Lift functions up into the module level

#functional

IN FUNCTIONAL programming, one of the touted benefits is that functions are first-class citizens, therefore they can be created anywhere, therefore let's create them specifically in the exact scopes that use them, and hide them from outer scopes. This is hailed as a kind of information hiding and thus beneficial.

I was a big believer of this as well, for a long time. However nowadays I'm a big believer in lifting functions up into toplevel (i.e., module) scope. Let me explain why. In the rest of this post I will use code examples in Scala, not for any particular reason, just it's a (somewhat) functional programming language that I happen to know.

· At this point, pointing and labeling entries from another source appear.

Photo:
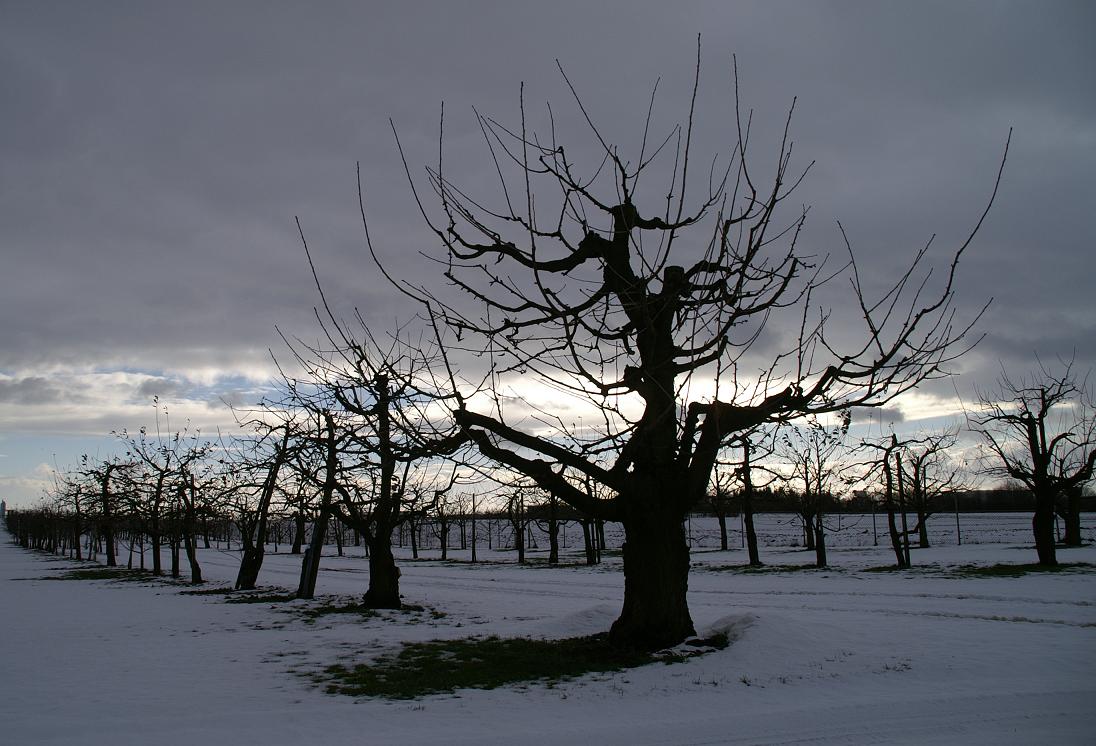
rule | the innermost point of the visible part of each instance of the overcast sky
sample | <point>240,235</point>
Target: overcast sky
<point>155,156</point>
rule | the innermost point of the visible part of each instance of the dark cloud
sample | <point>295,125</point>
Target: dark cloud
<point>31,391</point>
<point>886,415</point>
<point>155,155</point>
<point>160,388</point>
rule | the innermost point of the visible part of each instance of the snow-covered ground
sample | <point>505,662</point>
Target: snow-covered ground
<point>834,656</point>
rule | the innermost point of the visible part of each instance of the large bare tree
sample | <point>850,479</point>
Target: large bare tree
<point>1040,429</point>
<point>648,303</point>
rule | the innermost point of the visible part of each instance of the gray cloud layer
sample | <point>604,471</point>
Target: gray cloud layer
<point>156,153</point>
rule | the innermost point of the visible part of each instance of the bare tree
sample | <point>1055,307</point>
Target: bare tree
<point>814,452</point>
<point>932,474</point>
<point>569,280</point>
<point>1040,431</point>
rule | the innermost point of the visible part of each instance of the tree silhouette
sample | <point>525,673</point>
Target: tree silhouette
<point>648,314</point>
<point>1040,429</point>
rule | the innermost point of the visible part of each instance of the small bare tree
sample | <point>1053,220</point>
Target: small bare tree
<point>814,452</point>
<point>1040,431</point>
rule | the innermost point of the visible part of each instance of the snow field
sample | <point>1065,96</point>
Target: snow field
<point>833,656</point>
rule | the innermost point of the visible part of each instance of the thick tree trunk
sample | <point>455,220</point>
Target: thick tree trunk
<point>1042,526</point>
<point>384,590</point>
<point>655,582</point>
<point>1071,516</point>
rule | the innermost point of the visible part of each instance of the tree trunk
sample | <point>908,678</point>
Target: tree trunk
<point>819,540</point>
<point>655,581</point>
<point>1042,526</point>
<point>589,541</point>
<point>1071,516</point>
<point>298,535</point>
<point>192,557</point>
<point>552,541</point>
<point>384,590</point>
<point>748,505</point>
<point>891,523</point>
<point>174,555</point>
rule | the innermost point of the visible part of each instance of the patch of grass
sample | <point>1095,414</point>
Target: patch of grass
<point>757,570</point>
<point>207,592</point>
<point>443,666</point>
<point>1017,570</point>
<point>314,612</point>
<point>106,574</point>
<point>246,597</point>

Nested functions are tightly coupled

In most functional programming languages, nested functions automatically become closures and capture their surrounding environment. This means they have an implicit dependency on that environment. A dependency that will become painfully apparent if we ever try to refactor our code and extract the function. Here's a simple example:

// Main.scala

object Main {
  def main(args: Array[String]): Unit = {
    val program = args(0)

    def printArg(arg: String): Unit =
      println(s"$program arg: $arg")

    args.tail.foreach(printArg)
  }
}

Now let's say we want to lift printArg out into the Main module scope. Oops, we forgot it implicitly depends on program:

error: not found: value program
      println(s"$program arg: $arg")
                 ^

This leads to a more extended refactoring session where we finally decide to pass in the program as a curried argument:

// Main.scala

object Main {
  def main(args: Array[String]): Unit =
    args.tail.foreach(printArgFor(args(0)))

  private def printArgFor(program: String)(arg: String): Unit =
    println(s"$program arg: $arg")
}

Notice how this actually simplifies the code somewhat. (I realize it's possible to embed an arbitrary expression in a string interpolation, like s"${args(0)} arg: $arg", but in my opinion it's bad practice because it's mixing business logic with rendering logic.)

We also change the method name slightly to printArgFor, to more closely reflect how it will be used now.

This example is deliberately simple, but it's quite easy to extrapolate this to real codebases where logic gets accumulated over time and ends up with lots of nested functions implementing logic, and it's difficult to understand what their inter-dependencies are.

Nested functions aren't needed for information hiding

Notice that in the refactored Main module above the printArgFor method is now private. It achieves almost exactly the same level of information hiding as when it was defined inside the main method. One could argue that it's now visible to other members of the Main module so there is some loss of hiding.

My argument here is that–modules are meant to be a granular unit of information hiding. That's why almost every module system allows you to specify private members. A module–like the Main object above–is supposed to be a coherent unit of functionality, made of interconnected members, that exposes a well-thought-out API surface area. Members of a module are supposed to be able to access each other. If that's an issue, then the module itself needs to be rethought, because it's not granular enough.

Most compilers lift functions anyway

The process by which nested functions are lifted up into module scope is called lambda lifting and is a well-known technique–especially in compilers for functional programming languages. By doing it yourself, you keep explicit control over the process and–maybe–save a little time for the compiler. Not that this is the most important point, anyway. Most importantly...

Lifting functions forces you to think about the function's interface

I can't really put this any better than Garrett Smith does in his excellent talk on writing quality code (in Erlang, but really his points are universal):

The observation is that in a case expression, you can use all the free variables around the case expression–all the context–the arguments to the function and anything that you’ve defined above the case expression, you have access to. When you convert from a case expression to a function, you lose all the free variables that no longer apply. So it forces you to identify specifically what arguments are available in that operation, that’s the point. So you give it a name and you give it a list of arguments, and now you have a tightly-defined interface to that logic, that decision that you’re making. That’s why it’s valuable. The process of doing that is programming. We do that–that’s our job.